The United Nations Office for Project Services (UNOPS) is an operational arm of ...
The United Nations Office for Project Services (UNOPS) is an operational arm of the United Nations, supporting the successful implementation of its partners' peacebuilding, humanitarian and development projects around the world. Mandated as a central resource of the United Nations, UNOPS provides sustainable project management, procurement and infrastructure services to a wide range of governments, donors and United Nations organisations. With over 6,000 personnel spread across 80 countries, UNOPS offers its partners the logistical, technical and management knowledge they need, where they need it. By implementing around 1,000 projects for our partners at any given time, UNOPS makes significant contributions to results on the ground, often in the most challenging environments.
On 24 February 2022, the military of the Russian Federation invaded Ukraine, with strikes across the territory of Ukraine. Since then, Russia’s invasion imposes a severe humanitarian and socio-economic toll, global energy and food crisis, large-scale destruction of the country's infrastructure, and disruptions in the provision of critical services and degradation of social fabrics and communities’ ties, triggering one of the world’s most significant forced displacements.
Severe attacks on energy and critical infrastructure facilities leave millions of people without electricity, water or heating supply, struggling to access water, food, health services, materials to repair homes, among others. The continued attacks cause substantial damage to the country’s economy and agricultural production, and also affect the poorest countries worldwide.
UNOPS support to partners spans the humanitarian-development nexus from emergency response to building back better, across the housing, health, education, transport, energy and mine action sectors, through infrastructure, procurement and technical assistance / project management interventions, with the ultimate aim of supporting the country on its EU accession and in its achievement of the Sustainable Development Goals.
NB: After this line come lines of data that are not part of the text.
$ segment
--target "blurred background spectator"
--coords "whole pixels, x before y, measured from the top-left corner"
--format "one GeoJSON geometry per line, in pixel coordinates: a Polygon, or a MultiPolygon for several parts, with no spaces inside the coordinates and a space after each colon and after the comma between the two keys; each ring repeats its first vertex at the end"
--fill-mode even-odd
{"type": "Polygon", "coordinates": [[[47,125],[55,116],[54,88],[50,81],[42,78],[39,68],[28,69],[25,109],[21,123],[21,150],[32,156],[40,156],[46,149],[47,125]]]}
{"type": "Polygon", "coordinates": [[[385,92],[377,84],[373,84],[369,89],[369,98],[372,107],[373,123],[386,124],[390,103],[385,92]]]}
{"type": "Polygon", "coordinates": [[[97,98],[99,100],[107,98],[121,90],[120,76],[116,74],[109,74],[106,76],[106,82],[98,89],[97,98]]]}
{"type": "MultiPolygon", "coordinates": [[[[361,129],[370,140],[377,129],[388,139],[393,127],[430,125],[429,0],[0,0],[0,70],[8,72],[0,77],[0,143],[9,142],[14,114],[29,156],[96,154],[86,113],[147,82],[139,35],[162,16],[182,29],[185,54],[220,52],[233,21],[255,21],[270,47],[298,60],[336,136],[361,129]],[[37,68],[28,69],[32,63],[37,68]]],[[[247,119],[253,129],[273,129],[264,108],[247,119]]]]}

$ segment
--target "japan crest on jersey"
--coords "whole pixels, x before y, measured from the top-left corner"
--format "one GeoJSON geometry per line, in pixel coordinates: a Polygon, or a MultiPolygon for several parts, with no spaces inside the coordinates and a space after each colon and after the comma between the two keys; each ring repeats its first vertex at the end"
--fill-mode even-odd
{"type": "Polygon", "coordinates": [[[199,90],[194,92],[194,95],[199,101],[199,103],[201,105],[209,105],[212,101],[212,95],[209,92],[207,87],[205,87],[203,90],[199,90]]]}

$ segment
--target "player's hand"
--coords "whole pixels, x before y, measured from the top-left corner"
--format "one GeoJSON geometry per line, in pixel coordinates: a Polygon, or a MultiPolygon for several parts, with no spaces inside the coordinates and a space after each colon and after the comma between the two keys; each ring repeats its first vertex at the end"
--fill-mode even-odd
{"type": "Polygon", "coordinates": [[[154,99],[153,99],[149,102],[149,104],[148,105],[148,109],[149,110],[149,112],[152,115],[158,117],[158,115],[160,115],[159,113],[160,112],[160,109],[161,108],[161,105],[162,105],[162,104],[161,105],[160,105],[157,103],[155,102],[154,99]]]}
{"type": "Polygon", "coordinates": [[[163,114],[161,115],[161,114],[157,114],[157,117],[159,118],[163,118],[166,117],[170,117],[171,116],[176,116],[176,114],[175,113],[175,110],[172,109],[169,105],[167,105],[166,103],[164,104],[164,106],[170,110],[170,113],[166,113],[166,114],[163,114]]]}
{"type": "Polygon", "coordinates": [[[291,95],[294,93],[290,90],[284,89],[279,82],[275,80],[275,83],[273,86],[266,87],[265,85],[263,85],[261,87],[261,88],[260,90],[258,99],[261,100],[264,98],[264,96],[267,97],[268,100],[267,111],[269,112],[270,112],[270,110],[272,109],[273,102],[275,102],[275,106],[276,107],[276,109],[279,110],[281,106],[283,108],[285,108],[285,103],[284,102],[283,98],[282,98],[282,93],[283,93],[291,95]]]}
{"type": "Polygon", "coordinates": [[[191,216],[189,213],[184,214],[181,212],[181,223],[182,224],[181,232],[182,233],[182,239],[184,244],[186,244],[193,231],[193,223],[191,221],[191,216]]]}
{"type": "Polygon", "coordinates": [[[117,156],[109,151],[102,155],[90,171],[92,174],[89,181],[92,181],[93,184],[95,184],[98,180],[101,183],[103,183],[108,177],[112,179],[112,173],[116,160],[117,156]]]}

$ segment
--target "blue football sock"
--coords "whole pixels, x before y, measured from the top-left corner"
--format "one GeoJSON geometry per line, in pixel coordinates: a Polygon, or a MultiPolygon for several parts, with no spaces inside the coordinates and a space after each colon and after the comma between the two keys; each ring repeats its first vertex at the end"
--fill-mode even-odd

The war in Ukraine has led to the catastrophic failure of functioning communities, an associated loss of lives and displacement of people. Infrastructure which is vital for the functioning and protection of communities has been severely damaged or destroyed resulting in a partial or total loss of services that the infrastructure was previously providing. The effects of this on human lives and livelihoods is self-evident. UNOPS, as the UN agency with a core mandate in infrastructure, is well positioned to support the efforts in Ukraine, not only to minimise immediate impacts but also to consider the longer-term infrastructure development needs of the country. In alignment with UNOPS’ core mandate, the infrastructure portfolio covers development, relief, rehabilitation and reconstruction efforts. UNOPS’ infrastructure delivery spans across multiple sectors such as water and sanitation, health, education, agriculture, transport, other social infrastructure and justice.
Reporting to the Head of Programme (HOP), the Senior Portfolio Manager (Infrastructure) is delegated to be overall responsible for strategic planning, implementation, and closing of all UEMCO infrastructure projects, and provides strategic guidance, partnership support, and technical oversight to the development of further initiatives in the UNOPS Ukraine portfolio.